"'January 2026 delivered a stark reminder that the climate system can sometimes simultaneously deliver very cold weather in one region, and extreme heat in another,' said Samantha Burgess, Strategic Lead for Climate at the European Centre for Medium-Range Weather Forecasts (ECMWF). 'While human activities continue to drive long-term warming, these recent events highlight that resilience and adaptation to increasing extremes are key to prepare society for heightened climate risk in the future.'"
"Worldwide, January was the fifth-warmest on record, with an average surface air temperature of 12.95°C. That's 0.51°C above the 1991-2020 average, and 1.47°C above pre-industrial temperatures. Europe was particularly chilly, with an average temperature of just -2.34°C, which is 1.63°C below the 1991-2020 average. 'Widespread cold conditions occurred across Fennoscandia, the Baltic States, eastern Europe, Siberia, and the central and eastern United States,' CS3 explained."
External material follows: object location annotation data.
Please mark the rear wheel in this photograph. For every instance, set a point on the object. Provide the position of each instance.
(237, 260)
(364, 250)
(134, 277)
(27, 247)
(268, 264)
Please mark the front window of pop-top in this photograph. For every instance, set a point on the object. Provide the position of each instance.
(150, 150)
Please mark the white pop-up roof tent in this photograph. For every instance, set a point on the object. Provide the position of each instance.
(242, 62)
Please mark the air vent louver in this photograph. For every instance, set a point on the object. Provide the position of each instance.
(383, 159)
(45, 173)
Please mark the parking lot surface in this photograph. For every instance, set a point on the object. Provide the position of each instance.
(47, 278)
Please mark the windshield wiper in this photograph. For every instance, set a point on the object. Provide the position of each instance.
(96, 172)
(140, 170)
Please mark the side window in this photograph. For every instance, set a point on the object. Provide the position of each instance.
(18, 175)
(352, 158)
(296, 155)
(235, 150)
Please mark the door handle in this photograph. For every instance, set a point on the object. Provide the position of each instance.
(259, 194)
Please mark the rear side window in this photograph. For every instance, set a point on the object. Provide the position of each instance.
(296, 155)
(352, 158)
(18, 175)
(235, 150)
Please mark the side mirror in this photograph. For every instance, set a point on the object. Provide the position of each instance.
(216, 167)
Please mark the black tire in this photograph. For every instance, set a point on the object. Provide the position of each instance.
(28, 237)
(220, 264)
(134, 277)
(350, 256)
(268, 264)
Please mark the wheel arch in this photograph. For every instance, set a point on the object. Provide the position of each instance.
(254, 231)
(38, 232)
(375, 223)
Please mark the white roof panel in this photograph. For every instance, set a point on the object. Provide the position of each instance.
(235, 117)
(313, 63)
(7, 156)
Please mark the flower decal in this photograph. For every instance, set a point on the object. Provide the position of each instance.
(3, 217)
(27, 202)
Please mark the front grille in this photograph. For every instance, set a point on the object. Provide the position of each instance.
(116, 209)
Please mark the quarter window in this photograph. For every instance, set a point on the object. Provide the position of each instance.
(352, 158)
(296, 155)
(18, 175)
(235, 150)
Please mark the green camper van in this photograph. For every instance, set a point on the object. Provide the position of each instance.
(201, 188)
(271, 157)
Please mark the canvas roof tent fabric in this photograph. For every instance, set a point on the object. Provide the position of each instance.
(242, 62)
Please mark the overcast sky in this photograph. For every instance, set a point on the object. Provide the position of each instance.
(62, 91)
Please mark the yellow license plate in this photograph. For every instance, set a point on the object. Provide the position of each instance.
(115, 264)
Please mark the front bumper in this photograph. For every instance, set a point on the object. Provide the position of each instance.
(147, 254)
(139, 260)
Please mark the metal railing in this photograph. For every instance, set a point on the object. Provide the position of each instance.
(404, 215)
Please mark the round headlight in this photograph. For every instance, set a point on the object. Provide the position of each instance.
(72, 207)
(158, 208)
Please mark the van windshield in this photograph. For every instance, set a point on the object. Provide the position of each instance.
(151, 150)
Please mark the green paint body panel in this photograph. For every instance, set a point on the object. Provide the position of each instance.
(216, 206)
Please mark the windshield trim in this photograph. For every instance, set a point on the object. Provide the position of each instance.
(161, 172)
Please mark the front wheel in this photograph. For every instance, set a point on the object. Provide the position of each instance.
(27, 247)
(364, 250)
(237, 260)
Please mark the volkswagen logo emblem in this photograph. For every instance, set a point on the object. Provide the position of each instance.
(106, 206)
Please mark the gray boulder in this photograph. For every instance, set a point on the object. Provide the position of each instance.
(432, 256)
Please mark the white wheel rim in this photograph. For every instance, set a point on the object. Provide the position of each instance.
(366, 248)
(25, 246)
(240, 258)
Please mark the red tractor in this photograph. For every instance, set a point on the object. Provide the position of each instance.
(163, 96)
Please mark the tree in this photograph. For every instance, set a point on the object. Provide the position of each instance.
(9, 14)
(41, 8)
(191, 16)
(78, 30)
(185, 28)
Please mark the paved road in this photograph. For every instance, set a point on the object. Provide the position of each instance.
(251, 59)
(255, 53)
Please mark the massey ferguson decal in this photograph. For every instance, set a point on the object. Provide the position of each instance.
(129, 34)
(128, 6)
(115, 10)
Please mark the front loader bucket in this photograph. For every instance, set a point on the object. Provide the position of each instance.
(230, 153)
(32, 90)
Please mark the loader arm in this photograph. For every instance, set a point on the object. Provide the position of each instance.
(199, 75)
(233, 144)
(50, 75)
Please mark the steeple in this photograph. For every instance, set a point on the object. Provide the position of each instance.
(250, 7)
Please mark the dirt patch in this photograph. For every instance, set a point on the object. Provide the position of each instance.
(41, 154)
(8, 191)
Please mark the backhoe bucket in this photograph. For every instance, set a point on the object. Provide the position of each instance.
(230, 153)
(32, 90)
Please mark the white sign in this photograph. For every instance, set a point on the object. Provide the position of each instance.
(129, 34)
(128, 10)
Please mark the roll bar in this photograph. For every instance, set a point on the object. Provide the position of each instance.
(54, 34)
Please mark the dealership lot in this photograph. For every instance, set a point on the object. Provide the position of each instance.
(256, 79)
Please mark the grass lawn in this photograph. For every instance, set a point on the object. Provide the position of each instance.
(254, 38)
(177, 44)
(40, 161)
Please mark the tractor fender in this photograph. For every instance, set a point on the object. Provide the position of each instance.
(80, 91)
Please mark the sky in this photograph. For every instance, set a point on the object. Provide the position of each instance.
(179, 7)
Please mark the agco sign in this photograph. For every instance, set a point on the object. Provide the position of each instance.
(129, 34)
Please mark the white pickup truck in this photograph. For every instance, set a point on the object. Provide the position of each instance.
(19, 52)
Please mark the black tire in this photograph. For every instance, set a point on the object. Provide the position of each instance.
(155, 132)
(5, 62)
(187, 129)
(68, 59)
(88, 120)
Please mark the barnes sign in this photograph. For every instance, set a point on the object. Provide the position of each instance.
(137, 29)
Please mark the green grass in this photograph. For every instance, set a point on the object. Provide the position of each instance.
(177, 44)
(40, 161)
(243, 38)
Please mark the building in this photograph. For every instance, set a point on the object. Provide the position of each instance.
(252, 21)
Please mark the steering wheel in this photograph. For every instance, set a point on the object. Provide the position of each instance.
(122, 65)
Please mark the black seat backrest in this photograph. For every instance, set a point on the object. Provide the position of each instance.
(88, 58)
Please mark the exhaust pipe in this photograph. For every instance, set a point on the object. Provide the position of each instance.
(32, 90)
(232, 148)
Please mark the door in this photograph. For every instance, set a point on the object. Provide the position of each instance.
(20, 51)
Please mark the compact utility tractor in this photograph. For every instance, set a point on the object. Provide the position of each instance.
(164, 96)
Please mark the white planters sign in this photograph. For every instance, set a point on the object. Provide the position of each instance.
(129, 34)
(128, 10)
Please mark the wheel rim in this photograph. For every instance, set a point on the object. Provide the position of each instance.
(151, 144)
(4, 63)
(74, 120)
January 2026 produced simultaneous regional extremes: a meandering polar jet stream drove severe cold waves in the Northern Hemisphere, spilling icy air into Europe and North America and producing Europe's coldest January since 2010 with an average of -2.34°C. The Southern Hemisphere recorded exceptional heat that triggered wildfires in Australia, Chile, and Patagonia and caused flooding in South Africa and Mozambique. Global average surface air temperature for January reached 12.95°C, 0.51°C above the 1991-2020 average and 1.47°C above pre-industrial levels. The Arctic showed the largest warmer-than-average anomalies, notably across the Canadian Arctic Archipelago and Greenland.